We beleven een intense tijd. Tegenstrijdige belangen maken het spannend. Zetten we de gezondheidszorg voorop, of de economische belangen? Hoe zoeken we naar een goed evenwicht tussen beide? En omdat de één daar weer anders tegen aan kijkt dan de ander, levert dat een nieuw spanningsveld op.
Hoe gaan we als gelovige met zulke vragen om? Iemand met veel tegenslag in het leven, zei: Geloven, dat is in een donkere kamer zoeken naar een zwarte trui die er niet is. Velen zullen het anders verwoorden, maar zich er wel in herkennen. De vragen van nu stellen zoveel eisen en kennen zoveel krachten dat het geloof wankelt, dat je met je geloof en als lid van de gemeente op een zijspoor dreigt te geraken en dreigt onder te gaan onder de golven van het leven.
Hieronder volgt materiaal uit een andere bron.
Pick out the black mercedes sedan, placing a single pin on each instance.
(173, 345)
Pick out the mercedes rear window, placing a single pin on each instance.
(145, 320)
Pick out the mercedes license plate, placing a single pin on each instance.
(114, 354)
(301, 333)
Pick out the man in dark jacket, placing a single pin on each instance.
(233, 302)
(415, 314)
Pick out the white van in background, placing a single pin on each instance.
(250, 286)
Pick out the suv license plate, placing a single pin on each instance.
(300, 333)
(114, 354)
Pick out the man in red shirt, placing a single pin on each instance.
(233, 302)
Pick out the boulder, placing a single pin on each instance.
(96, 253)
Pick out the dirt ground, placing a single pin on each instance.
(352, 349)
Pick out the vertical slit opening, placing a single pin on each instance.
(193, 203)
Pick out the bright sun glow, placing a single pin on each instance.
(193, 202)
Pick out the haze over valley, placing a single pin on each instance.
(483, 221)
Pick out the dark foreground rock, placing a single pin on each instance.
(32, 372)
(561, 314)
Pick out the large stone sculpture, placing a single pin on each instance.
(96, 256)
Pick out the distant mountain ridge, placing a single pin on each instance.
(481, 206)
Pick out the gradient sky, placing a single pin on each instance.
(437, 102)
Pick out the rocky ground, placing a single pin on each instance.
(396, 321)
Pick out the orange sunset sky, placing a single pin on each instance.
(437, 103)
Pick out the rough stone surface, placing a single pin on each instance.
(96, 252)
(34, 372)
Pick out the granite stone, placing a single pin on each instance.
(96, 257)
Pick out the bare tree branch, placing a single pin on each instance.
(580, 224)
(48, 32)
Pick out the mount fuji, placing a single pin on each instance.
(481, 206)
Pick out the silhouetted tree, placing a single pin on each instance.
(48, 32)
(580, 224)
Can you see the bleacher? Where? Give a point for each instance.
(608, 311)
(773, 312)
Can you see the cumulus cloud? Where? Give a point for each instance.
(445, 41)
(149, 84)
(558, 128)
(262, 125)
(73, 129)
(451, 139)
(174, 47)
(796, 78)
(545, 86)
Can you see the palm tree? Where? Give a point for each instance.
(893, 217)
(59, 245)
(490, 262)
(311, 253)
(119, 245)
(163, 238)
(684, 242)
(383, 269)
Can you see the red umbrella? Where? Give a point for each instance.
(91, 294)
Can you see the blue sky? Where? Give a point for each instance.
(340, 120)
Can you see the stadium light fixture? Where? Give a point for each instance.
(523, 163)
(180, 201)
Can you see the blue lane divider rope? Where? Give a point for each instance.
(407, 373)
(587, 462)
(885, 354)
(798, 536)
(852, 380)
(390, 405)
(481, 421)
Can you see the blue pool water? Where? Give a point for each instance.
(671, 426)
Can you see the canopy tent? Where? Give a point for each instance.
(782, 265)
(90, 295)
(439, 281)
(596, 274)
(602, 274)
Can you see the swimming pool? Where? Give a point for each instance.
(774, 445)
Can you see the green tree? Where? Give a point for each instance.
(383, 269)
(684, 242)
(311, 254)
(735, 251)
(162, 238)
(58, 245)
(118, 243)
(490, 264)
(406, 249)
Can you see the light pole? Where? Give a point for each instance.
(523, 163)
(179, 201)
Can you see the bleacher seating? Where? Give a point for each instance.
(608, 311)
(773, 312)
Ook als gemeente beleven we de golven van het bestaan en die gaan hoog en gaan woest te keer. Ook al hebben we het gevoel dat we in Nederland in rustiger vaarwater komen, wereldwijd neemt de coronacrisis nog toe en doet massa’s ondergaan in de golven van het bestaan. De WHO ( de wereldgezondheidsorganisatie) constateerde medio juni dat het alleen maar erger wordt en we er nog lang niet zijn. Ook voor de kerk zijn de gevolgen groot: kerkdiensten die maanden maar door vijf mensen bezocht mochten worden (een ouderling, een diaken, een organist, een koster en iemand die de beamer bedient); in juni mochten dertig mensen de dienst bijwonen, vanaf juli honderd. Ouderen aarzelen of ze wel bezoek willen ontvangen. We zien er naar uit dat alles weer normaal is, maar we beseffen dat we nog wel eens geruime tijd met de gevolgen van het virus te maken zullen hebben. Ook als kerk beleven we dat de golven hoog opgezweept worden.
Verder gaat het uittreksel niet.